NOUVELLES

Seize ans après, le massacre d'Abou Slim hante les familles des victimes

30/06/2012 04:20 EDT | Actualisé 29/08/2012 05:12 EDT

Si les murs d'Abou Slim pouvaient parler, ils raconteraient l'horreur vécue dans cette prison les 28 et 29 juin 1996: 1.200 détenus sont exécutés après s'être mutinés pour protester contre la torture sous le régime de Mouammar Kadhafi.

Ceux qui ont survécu tremblent encore, rien que d'y penser. Quant aux familles des victimes, qui n'ont reçu les certificats de décès que douze ans plus tard, elles ne parviennent toujours pas à faire leur deuil, faute d'avoir pu récupérer les corps.

Une exposition de trois jours dans ce bâtiment gris du sud de Tripoli invite les Libyens à se plonger dans l'un des chapitres les plus sombres de l'histoire de leur pays et rend hommage aux victimes.

Au delà du devoir de mémoire, les rescapés et les familles des victimes réclament une chose: la traduction en justice d'un homme, le colonel Abdallah al-Senoussi, l'ex-chef des renseignements, jugé responsable du massacre.

Abdessalam al-Ougbi, un professeur de sport de 40 ans qui a perdu son frère, insiste pour que le colonel Senoussi, actuellement détenu en Mauritanie, soit jugé dans son pays, qui a demandé son extradition.

"Nous voulons pour lui la peine de mort et qu'elle soit exécutée avec un sabre, à la façon islamique", dit-il.

Le 27 juin 1996, tout commence quand les prisonniers d'une aile de la prison maîtrisent deux gardiens après les avoir capturés et s'être emparés de leurs clés.

Leurs revendications sont simples: des procès, du temps à l'air libre, visite des familles, l'accès aux livres et à l'information, et surtout l'arrêt de la torture et un châtiment pour les gardiens tortionnaires.

Abou Slim est à l'époque une prison de haute sécurité tristement célèbre pour ses violations des droits de l'Homme.

Ali al-Kermi a 22 ans lorsqu'il est incarcéré à Abou Slim où il a passé 28 ans.

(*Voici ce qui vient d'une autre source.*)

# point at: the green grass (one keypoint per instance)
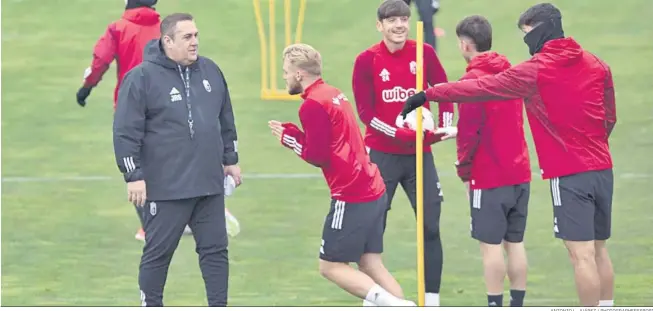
(71, 242)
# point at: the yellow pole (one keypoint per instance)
(273, 46)
(419, 80)
(300, 21)
(264, 50)
(287, 21)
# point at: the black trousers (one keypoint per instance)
(164, 225)
(398, 169)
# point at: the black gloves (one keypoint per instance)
(413, 103)
(82, 94)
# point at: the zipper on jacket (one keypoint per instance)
(185, 78)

Il est arrêté en 1984 pour son appartenance à "Libération", un groupe clandestin qui voulait créer un Etat islamique en Libye.

Dans un français parfait, il énumère les mille et une tortures à Abou Slim: les électrochocs, le sel appliqué sur les blessures, l'arrachage de dents ou d'ongles, ou encore la pénétration avec une barre de métal chauffée à blanc.

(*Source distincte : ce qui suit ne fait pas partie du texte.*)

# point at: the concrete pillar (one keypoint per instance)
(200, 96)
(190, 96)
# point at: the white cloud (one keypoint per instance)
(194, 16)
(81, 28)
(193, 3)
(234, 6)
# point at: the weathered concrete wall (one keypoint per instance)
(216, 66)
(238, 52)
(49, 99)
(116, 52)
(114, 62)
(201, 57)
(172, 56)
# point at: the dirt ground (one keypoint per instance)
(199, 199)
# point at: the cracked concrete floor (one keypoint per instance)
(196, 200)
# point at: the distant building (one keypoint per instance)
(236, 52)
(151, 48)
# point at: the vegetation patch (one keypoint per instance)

Le 28 juin, M. Senoussi vient négocier avec les prisonniers la libération des gardiens et promet aux mutins qu'il n'y aura pas de représailles.

Selon un autre survivant, cheikh Mohammed Abou Sedra, le colonel Senoussi affirme que la plupart des revendications des prisonniers sont raisonnables mais que tout jugement des détenus doit être autorisé par le "guide" Mouammar Kadhafi.

"Nous avons alors demandé aux gens de rentrer (dans les cellules) parce qu'ils nous ont dit qu'il n'y avait rien à craindre", explique M. Abou Sedra, qui a passé 21 ans à Abou Slim.

Mais beaucoup de prisonniers sentent le coup fourré et craignent le pire. Ils se prennent dans les bras, dans ce qui sera leurs derniers moments.

M. Kermi, qui dirige aujourd'hui une association de prisonniers d'opinion, raconte qu'il se trouvait dans une autre aile de la prison lorsqu'il a entendu le bruit terrible des balles tirées depuis le toit par les soldats.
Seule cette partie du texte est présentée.